There’s a similar product intended for luxury homeowners sitting on significant equity but who may not have a lot of cash in the bank: the jumbo reverse mortgage. These loans are not insured by the government, are purchased by private investors on the secondary market and have vastly different terms and underwriting requirements than HECMs.

“Although HECM is a solid program, it speaks to a limited subset of the total audience,” says Gregg Smith, chief executive officer of One Reverse Mortgage, a wholly owned subsidiary of Quicken Loans. “There are a slew of customers out there with property values well north of $726,525.”

One Reverse Mortgage markets a jumbo reverse mortgage product called the Home Equity Loan Optimizer, or HELO, which offers loan amounts up to $4 million. This mortgage is particularly attractive to homeowners in states like Florida and California, where home values are high.

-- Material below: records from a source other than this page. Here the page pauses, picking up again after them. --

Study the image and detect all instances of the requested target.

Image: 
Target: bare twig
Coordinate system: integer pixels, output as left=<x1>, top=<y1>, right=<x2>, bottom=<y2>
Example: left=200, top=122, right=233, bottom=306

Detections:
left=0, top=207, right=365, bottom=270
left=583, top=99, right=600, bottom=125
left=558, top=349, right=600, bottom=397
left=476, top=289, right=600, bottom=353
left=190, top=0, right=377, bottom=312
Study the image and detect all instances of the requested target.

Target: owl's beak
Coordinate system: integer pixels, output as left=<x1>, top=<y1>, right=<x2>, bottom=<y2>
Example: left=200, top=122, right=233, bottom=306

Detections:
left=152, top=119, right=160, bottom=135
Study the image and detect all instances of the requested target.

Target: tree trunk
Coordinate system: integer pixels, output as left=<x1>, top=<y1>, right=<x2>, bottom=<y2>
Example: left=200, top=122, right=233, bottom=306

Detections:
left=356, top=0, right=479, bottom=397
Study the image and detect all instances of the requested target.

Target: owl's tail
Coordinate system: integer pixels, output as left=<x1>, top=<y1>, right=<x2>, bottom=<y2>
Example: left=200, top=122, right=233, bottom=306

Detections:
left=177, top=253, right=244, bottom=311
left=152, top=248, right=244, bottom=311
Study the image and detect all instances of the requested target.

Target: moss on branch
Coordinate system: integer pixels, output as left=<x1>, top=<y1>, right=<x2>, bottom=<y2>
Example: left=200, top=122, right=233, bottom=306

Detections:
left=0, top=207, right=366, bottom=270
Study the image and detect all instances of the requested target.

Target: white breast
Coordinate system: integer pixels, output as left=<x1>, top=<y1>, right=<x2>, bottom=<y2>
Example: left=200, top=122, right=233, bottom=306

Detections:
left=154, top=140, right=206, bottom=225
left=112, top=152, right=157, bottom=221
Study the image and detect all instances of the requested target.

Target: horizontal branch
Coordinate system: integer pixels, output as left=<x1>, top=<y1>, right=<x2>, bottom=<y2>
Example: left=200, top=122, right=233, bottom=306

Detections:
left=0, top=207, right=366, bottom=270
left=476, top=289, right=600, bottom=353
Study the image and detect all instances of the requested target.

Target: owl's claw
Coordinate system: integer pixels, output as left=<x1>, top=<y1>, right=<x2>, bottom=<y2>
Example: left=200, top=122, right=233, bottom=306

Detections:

To qualify for a HELO, borrowers need a minimum credit score of 640, at least one appraisal and must prove that they have consistently paid both property taxes and homeowners insurance on the property to be mortgaged. Current interest rates range from 5.75 percent to 7 percent.

Smith says that jumbo reverse mortgages appeal both to people who own their homes outright and want to tap equity, as well as those who want to increase their cash flow. “Instead of dipping into your retirement savings if you’ve had health care expense or whatever, you can access the equity in your home” he says.

Homeowners interested in a reverse mortgage, whether a HECM or jumbo product, should consult a financial professional to ensure they fully understand how the loan works, the fees they’ll pay and the alternatives that might be available. Fees can be high, and the loan terms can be complicated. Plus, reverse mortgages aren’t suitable for anyone who wants to leave their home to heirs.

“There are a lot of red flags,” says Ira Rheingold, executive director of the National Association of Consumer Advocates, a Washington, D.C.-based nonprofit. “Can it work for certain people? I’m sure. Will they try to market to people who would be better off using their money in a different way? Yes. There is a small percentage of people this is good for. There are a lot of risks.”